The use of papain inhibitor immobilized onto polyaniline for bioaffinity chromatography of cysteine proteases

• Published in: Separation and purification technology Vol. 120; pp. 467 - 472
• Main Authors: Gamboa, Adriane G., Batista, Karla A., Lopes, Flavio M., Fernandes, Kátia F.
• Format: Journal Article
• Language: English
• Published: Elsevier B.V 2013
• Subjects: Adenanthera; affinity chromatography; Bromelain; bromelains; ficain; Ficin; glutaraldehyde; Papain; polyacrylamide gel electrophoresis; Purification; purification methods; seeds; Stationary phase; Bromelain; Papain; Purification; Ficin; Stationary phase
• ISSN: 1383-5866; 1873-3794
• DOI: 10.1016/j.seppur.2013.10.027

•An efficient, fast, easy and inexpensive methodology of immobilization.•New stationary phase for bioaffinity chromatography of cysteine proteases.•A new single step method for purification of ficin, bromelain and papain. In this work, a papain inhibitor extracted from seeds of Adenanthera pavonina was covalently immobilized onto glutaraldehyde modified polyaniline (PANIG). The immobilization was very efficient, presenting 54.24% inhibitor retention in the following conditions: immobilization time of 30min, at 4°C, pH 7.0, inhibitor concentration of 20mg and 5mg of PANIG. The resultant material (PANIG-I) was tested as stationary phase for the cysteine proteases papain, ficin and bromelain purification through bioaffinity chromatography.

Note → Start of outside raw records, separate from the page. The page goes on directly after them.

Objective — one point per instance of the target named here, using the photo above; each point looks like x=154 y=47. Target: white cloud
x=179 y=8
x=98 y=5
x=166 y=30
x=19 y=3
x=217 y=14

A commercial preparation of papain was efficiently purified, resulting in a single band with 25kDa. SDS–PAGE of purified bromelain showed a characteristic band around 28kDa and this procedure resulted in 0.89-fold purification and 32.4% yield. The purification process was more effective for ficin reaching 2.6-fold purification and a single band of 25kDa in the SDS–PAGE. These results showed that the stationary phase containing A. pavonina inhibitors immobilized onto PANIG is a very promising material for a single step purification of cysteine proteases through bioaffinity chromatography.